La insoportable levedad de la covid 19. Ilustración: Dyan Barceló
Sabes en ese momento en que te sumerges en la piscina y abres los ojos. Entonces, los que te rodean parecen que se mueven en cámara lenta. Las personas, aunque se hallen cercanas a ti, por el agua que es silenciador y que te escoce los ojos, se te antojan lejanas, como si no pudieras alcanzarlas sin importar cuanto bracees y si pides ayuda el grito muere en una burbuja. Así imagino yo, al paso del tiempo, el periodo de la pandemia.
Además, aseguran que el sentido más relacionado con la memoria resulta el olfato. La Covid me huele a eso, a piscina, a cloro superlativo. Éramos prisioneros en una gran pecera. La realidad estaba allá afuera, casi lucía como si fuese posible tocarla, pero nos lo impedía un muro de cristal y ello provocaba el peor de los sentimientos: la impotencia.
Recuerdo que la misma noche en que diagnosticaron el primer caso positivo de covid en Cuba por Sancti Spíritus, yo estaba en una función de teatro en La Habana, «Hierro» de Argos Teatro. La obra recogía parte de la vida de Martí. El Apóstol discursaba sobre la libertad, lo que era o lo que debía ser, y yo con unos deseos horribles de toser. Me aguanté las ganas, porque todos en esos primeros momentos andaban asustados con el contagio. El enemigo, fácilmente, podía ser el prójimo y el más mínimo espasmo podía conducir al pánico y a la excomulgación.
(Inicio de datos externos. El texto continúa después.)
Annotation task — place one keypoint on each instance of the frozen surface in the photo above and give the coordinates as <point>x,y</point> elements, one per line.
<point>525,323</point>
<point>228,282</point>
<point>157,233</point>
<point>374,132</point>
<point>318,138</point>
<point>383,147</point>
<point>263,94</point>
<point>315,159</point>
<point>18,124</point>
Ahí entendí que la libertad, la misma a la que se refería Martí en su monólogo, también posee matices y que a veces, incluso, cuando nos restringen lo nimio nos arrancan pedazos. Ello lo comprendí mejor cuando el uso del nasobuco se hizo obligatorio y poder observar una boca al descubierto se transformó en casi un acto erótico. A veces agarraba por sitios desolados de la ciudad para recordar lo que era caminar sin sentir mi aliento rebotar con la tela y regresar a mi, como escribí antes: eran nimios momentos de libertad que se gestionaba uno mismo.
También lo sentí cuando se emitieron las órdenes de aislamiento y la casa se transformó en piscina, se convirtió en pecera. Le cogí roña a mis libros y a mis perros y a la foto que mi madre me tomó con quince años. Siempre estaban en el mismo sitio. Me provocaban la pesadez de la inmovilidad a toda costa.
Yo salí ileso de ese período. Nunca me contaminé; pero a otros la suerte no los acompañó de la misma manera. Sufrieron la muerte lenta de la covid. De qué otra manera llamar cuando te privan del olfato y del gusto, como si te arrancaran pedazos de mundo de ti, e , incluso, hay quien le arrancaron el mundo por completo.
Esos últimos son los que no sobrevivieron, los que solo la familia los veló, porque los funerales también contaban como reuniones públicas. Los que los enterraron en silencio y ,quisieras o no, te trancaste en tu hogar a llorarlos con tus libros, tus perros y aquel retrato de cuando tenías quince años.
Hubo momentos difíciles, entre ellos cuando los hospitales colapsaron y de tantos pacientes y sin lugar donde colocarlos pensabas que en un punto verías piernas y brazos sobresalir por las ventanas y el edificio luciría como una extraña medusa o pepino de mar. Existieron otros días en que no querías saber de Durán, porque te parecía ridículo que el dolor y la desesperación se contabilizaran en cifras y estadísticas.
Lo otro terrible resulta que redimensionó las distancias. La covid violó el sistema métrico internacional. Un kilómetro no era un kilómetro, sino el infinito de donde los hombres cohetes no regresan y un minuto, el chicle que masticas y masticas, aunque haya perdido el sabor y la consistencia.
Yo, realmente, en algún punto creí que no sobrepasaríamos la pandemia y nos quedaríamos ahí, chapoteando al igual que un niño con flotadores y el cloro como una verdad definitiva, como el azufre que cuentan que el diablo deja a su paso.
Sin embargo, como escribiera un novelista checo, los hechos no se repiten en bucle y la vida posee esa levedad de que a poco lo más terrible queda atrás, como las ciudades más grandes cuando te alejas de ellas por carretera.
No obstante, aún cargamos con la insoportable levedad de la covid, con sus secuelas: los que aún despiertan en la madrugada con sensación de ahogamiento, como si durante el sueño el ángel de la muerte intentara asfixiarlos con una almohada, con ese sobresalto de que cuando cierras los ojos te sumerges en una piscina en que todos a tu alrededor se mueven en cámara lenta.